The consequence of underfunding in large schools especially is visible to anyone who has visited a unity school recently: overcrowded dormitories, broken laboratory equipment, classroom blocks that have not been repainted since the 1990s, and sports facilities falling apart.
Unity schools are permitted to charge student levies to fill the gap, but those fees are tightly controlled by the government and rarely cover more than 10 per cent of what a school needs. The gap between what is needed and what is available from fees and government funding remains huge for many unity schools.

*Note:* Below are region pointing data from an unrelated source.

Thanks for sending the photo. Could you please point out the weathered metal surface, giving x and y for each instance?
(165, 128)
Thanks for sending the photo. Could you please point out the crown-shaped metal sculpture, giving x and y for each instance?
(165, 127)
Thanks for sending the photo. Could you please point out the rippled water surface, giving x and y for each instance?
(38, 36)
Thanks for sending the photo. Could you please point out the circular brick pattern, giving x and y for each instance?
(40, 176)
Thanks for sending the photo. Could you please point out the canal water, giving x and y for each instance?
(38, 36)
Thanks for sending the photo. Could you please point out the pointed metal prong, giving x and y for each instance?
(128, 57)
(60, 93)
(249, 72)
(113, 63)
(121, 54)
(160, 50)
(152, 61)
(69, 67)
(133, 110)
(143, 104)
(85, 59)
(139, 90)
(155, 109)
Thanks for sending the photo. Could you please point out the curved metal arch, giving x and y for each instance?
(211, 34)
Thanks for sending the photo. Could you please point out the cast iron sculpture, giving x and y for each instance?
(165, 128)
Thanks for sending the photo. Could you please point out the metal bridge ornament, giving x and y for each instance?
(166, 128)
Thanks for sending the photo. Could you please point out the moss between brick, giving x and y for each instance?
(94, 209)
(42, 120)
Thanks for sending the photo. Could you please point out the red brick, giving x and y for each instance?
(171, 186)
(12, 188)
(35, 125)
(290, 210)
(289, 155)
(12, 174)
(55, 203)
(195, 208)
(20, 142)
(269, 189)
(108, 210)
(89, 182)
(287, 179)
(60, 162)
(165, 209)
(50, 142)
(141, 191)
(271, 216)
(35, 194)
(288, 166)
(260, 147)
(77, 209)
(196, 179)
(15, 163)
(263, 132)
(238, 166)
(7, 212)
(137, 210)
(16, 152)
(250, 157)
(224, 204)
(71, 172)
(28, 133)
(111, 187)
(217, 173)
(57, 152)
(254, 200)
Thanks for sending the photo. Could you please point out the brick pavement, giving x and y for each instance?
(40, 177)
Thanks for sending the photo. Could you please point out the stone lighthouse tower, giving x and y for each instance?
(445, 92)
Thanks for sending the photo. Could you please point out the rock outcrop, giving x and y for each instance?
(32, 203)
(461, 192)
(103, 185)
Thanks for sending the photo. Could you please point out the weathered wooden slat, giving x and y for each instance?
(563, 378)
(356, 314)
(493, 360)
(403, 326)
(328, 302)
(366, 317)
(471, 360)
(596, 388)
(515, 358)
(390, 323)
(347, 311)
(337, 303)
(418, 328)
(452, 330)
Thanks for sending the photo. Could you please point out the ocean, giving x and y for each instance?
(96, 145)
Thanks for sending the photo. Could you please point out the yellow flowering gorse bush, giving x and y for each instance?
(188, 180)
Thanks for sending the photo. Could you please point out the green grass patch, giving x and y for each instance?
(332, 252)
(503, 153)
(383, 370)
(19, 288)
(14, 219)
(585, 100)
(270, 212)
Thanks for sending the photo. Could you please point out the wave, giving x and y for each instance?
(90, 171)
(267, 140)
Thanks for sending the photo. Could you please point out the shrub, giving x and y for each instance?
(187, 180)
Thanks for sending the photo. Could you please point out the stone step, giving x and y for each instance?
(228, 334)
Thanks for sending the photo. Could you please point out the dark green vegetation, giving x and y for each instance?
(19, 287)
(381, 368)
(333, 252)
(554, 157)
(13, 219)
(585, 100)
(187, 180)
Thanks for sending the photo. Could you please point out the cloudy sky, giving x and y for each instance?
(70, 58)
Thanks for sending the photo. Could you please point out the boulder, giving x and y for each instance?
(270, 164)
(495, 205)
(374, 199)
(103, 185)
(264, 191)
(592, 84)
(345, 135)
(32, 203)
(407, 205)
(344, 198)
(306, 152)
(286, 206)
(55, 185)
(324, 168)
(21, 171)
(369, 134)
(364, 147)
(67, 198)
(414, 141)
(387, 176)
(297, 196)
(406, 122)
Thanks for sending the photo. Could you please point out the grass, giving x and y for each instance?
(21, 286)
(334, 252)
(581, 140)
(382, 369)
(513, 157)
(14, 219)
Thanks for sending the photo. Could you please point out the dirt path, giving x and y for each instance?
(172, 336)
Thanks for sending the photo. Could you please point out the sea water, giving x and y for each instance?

Figure 5: Nigeria’s ten largest unity schools by enrolment, with their 2026 recurrent budget. Bars show enrolment; dots show budget allocation.
What needs to change
Unity schools and the National Youth Service Corps are the two most visible institutional legacies of the military era’s belief that you could build national unity through compulsory shared experience. Whether either programme has delivered on that promise is a question Nigeria has been slow to ask out loud. But since the country has seemingly made the decision to keep these schools, then we need to back our decision with some serious funding.
For one, funding has to show some sensitivity to the student population. To whom many students are “given”, more funding should be provided. Secondly, capital investment cannot be treated as the budget line that gets trimmed when revenue falls short. The 2026 cut from ₦51.6 billion to ₦36 billion is a move in the wrong direction. Laboratories, digital infrastructure and hostels do not maintain themselves, and the cost of deferred maintenance compounds every year.
The government should also start publishing annual expenditure and academic performance reports for individual unity schools with enough detail to allow real scrutiny. Knowing what is allocated tells parents and alumni very little. Knowing what is actually spent, on what, and with what result, is the information that would make accountability possible.